Wesley Corpus

Upon Our Lord's Sermon on the Mount IX

AuthorJohn Wesley
Typesermon
Year1748
Passage IDjw-sermon-029-004
Words388
Sanctifying Grace
We here speak of imitating or resembling him in the spirit of our minds: For here the true Christian imitation of God begins. "God is a Spirit;" and they that imitate or resemble him must do it "in spirit and in truth." Now God is love: Therefore, they who resemble him in the spirit of their minds are transformed into the same image. They are merciful even as he is merciful. Their soul is all love. They are kind, benevolent, compassionate, tender-hearted; and that not only to the good and gentle, but also to the froward. Yea, they are, like Him, loving unto every man, and their mercy extends to all his works. 7. One thing more we are to understand by serving God, and that is, the obeying him; the glorifying him with our bodies, as well as with our spirits; the keeping his outward commandments; the zealously doing whatever he hath enjoined; the carefully avoiding whatever he hath forbidden; the performing all the ordinary actions of life with a single eye and a pure heart, offering them all in holy, fervent love, as sacrifices to God through Jesus Christ. 8. Let us consider now what we are to understand, on the other hand, by serving mammon.
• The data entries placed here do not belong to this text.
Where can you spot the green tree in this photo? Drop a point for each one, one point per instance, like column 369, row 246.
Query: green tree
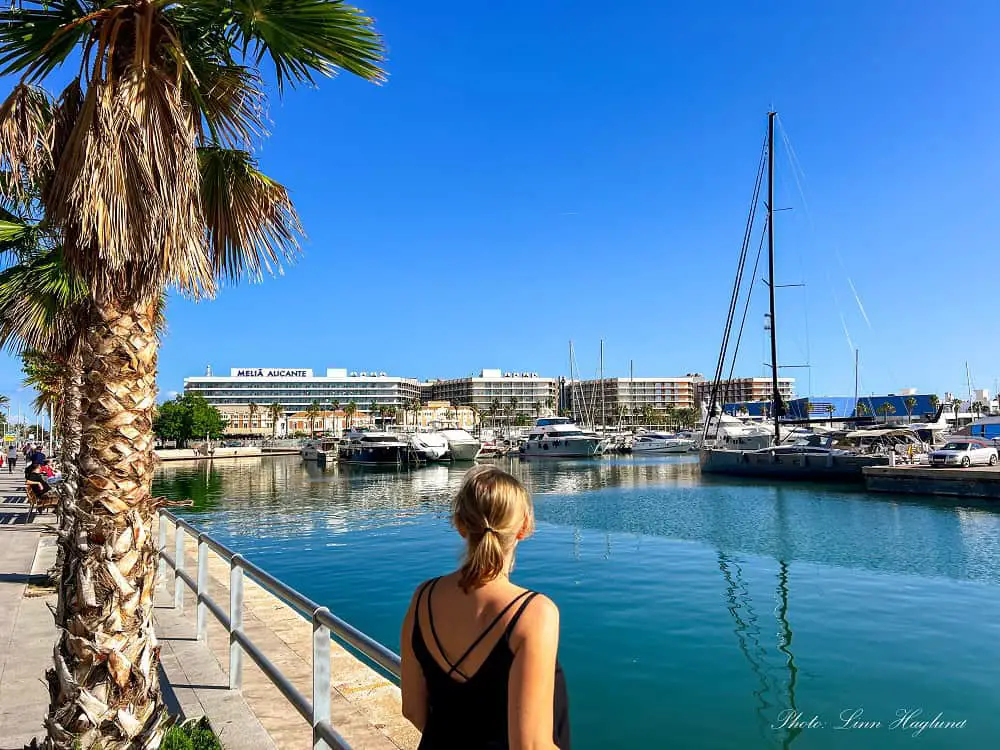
column 275, row 411
column 312, row 413
column 144, row 164
column 173, row 421
column 205, row 418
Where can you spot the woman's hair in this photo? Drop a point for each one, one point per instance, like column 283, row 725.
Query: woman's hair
column 490, row 509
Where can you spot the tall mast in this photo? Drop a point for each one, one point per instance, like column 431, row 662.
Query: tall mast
column 604, row 414
column 775, row 395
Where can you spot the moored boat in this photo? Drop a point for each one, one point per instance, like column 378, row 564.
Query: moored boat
column 559, row 437
column 376, row 448
column 660, row 442
column 462, row 446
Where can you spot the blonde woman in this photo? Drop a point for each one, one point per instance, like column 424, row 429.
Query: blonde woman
column 479, row 652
And, First, it implies the trusting in riches, in money, or the things purchasable thereby, as our strength, -- the means whereby we shall perform whatever cause we have in hand; the trusting in them as our help, -- by which we look to be comforted in or delivered out of trouble. It implies the trusting in the world for happiness; the supposing that "a man's life," the comfort of his life, "consisteth in the abundance of the things which he possesseth;" the looking for rest in the things that are seen; for content, in outward plenty; the expecting that satisfaction in the things of the world, which can never be found out of God. And if we do this, we cannot but make the world our end; the ultimate end, if not of all, at least of many, of our undertakings, many of our actions and designs; in which we shall aim only at an increase of wealth, at the obtaining pleasure or praise, at the gaining a larger measure of temporal things, without any reference to things eternal.